Is Carney's Build Canada Homes plan already doomed?

Think tank warns Ottawa’s new housing agency may repeat past government failures

Is Carney's Build Canada Homes plan already doomed?

Fraser Institute analysts have criticized the federal government’s new Build Canada Homes (BCH) initiative, arguing that Ottawa’s track record in real estate management raises serious doubts about its ability to deliver on ambitious housing promises.

Their comments appeared in a recent Financial Post op-ed, where they warned that “if the federal government cannot efficiently downsize its own office footprint—despite ample funding and years of effort—how can it credibly promise to deliver complex housing projects?”

Prime Minister Mark Carney’s administration recently announced the launch of BCH, a federal agency tasked with building 4,000 factory-built homes at an initial cost of $13 billion. The move comes as Canadians grapple with an affordability crisis that has put homeownership out of reach for many.

Yet, as the Fraser Institute analysts pointed out, “Ottawa cannot efficiently downsize its own office footprint despite ample funding and years of effort. That record hardly inspires confidence in its promise to deliver complex housing projects across the country.”

Federal real estate record under scrutiny

The federal government’s real estate management has long been a source of concern. In 2017, Ottawa admitted that half its office space was underused, but it took until 2019 to develop a plan to sell off surplus properties. By 2023, the office footprint had only shrunk marginally—from 6.0 million to 5.9 million square metres.

In 2024, the government pledged $1.1 billion over 10 years to accelerate the sale of underused properties, aiming to save taxpayers $3.9 billion in the first decade. However, the original goal of a 50% reduction by 2034 has already been scaled back to just 33 per cent, according to government projections.

An auditor general report released in 2025 found that the government “lacks even basic data on its own real estate portfolio, routinely misses internal targets for consolidation, and continues to rely on a lengthy process that takes six to eight years to offload surplus buildings.”

The report also flagged poor cooperation between departments and a lack of financial incentives for space reduction, with nearly half of the largest departments refusing to sign space-reduction agreements.

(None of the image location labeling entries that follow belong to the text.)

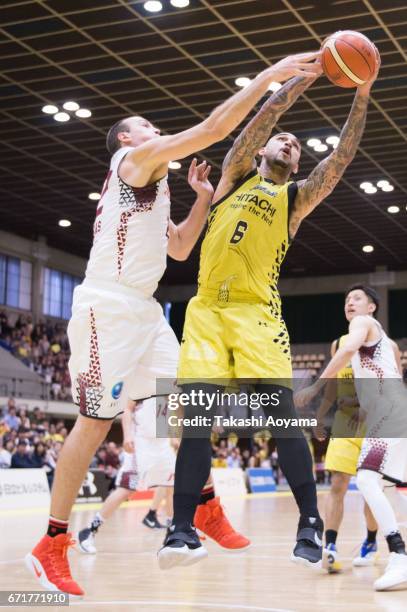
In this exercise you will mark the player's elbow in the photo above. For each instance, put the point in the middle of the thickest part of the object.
(179, 253)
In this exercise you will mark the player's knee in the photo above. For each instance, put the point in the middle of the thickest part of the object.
(92, 428)
(365, 479)
(339, 484)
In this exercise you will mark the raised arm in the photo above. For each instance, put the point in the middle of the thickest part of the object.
(326, 175)
(241, 157)
(140, 164)
(183, 237)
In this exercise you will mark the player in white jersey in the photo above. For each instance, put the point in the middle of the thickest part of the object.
(383, 397)
(149, 463)
(117, 332)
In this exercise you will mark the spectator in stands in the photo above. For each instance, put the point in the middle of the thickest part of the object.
(234, 459)
(38, 457)
(21, 458)
(24, 418)
(4, 428)
(11, 419)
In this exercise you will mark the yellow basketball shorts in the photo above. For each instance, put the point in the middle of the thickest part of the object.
(233, 340)
(343, 454)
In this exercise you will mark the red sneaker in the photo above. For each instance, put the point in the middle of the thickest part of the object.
(210, 518)
(48, 562)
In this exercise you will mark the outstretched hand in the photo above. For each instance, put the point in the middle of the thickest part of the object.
(198, 178)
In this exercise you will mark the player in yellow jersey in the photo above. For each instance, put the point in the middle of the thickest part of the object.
(234, 327)
(341, 460)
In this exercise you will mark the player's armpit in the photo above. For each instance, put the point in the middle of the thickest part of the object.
(326, 175)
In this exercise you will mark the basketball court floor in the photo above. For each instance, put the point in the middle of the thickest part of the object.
(124, 575)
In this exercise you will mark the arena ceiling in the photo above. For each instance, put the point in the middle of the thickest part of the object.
(173, 67)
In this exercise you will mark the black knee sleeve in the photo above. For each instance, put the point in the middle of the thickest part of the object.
(294, 455)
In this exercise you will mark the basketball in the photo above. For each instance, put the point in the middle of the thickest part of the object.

Questions over Build Canada Homes’ execution

The Fraser Institute analysts cautioned that BCH is likely to face similar pitfalls, including “poor coordination across the government, competing political priorities, and no real pressure to deliver.”

The agency’s mandate to build affordable homes using Canadian-made and climate-friendly materials could further complicate efforts, they said: “If a product requires a government mandate to be used, it’s not the most cost-effective option.”

With $3.5 billion a year in taxpayer funding and no clear benchmarks for success, the analysts questioned whether BCH spending would “simply compete with private-sector development rather than add greatly to the overall stock of houses.”

They warned that if the agency underperforms, “Canadians could be left with few new homes and a considerable bill.”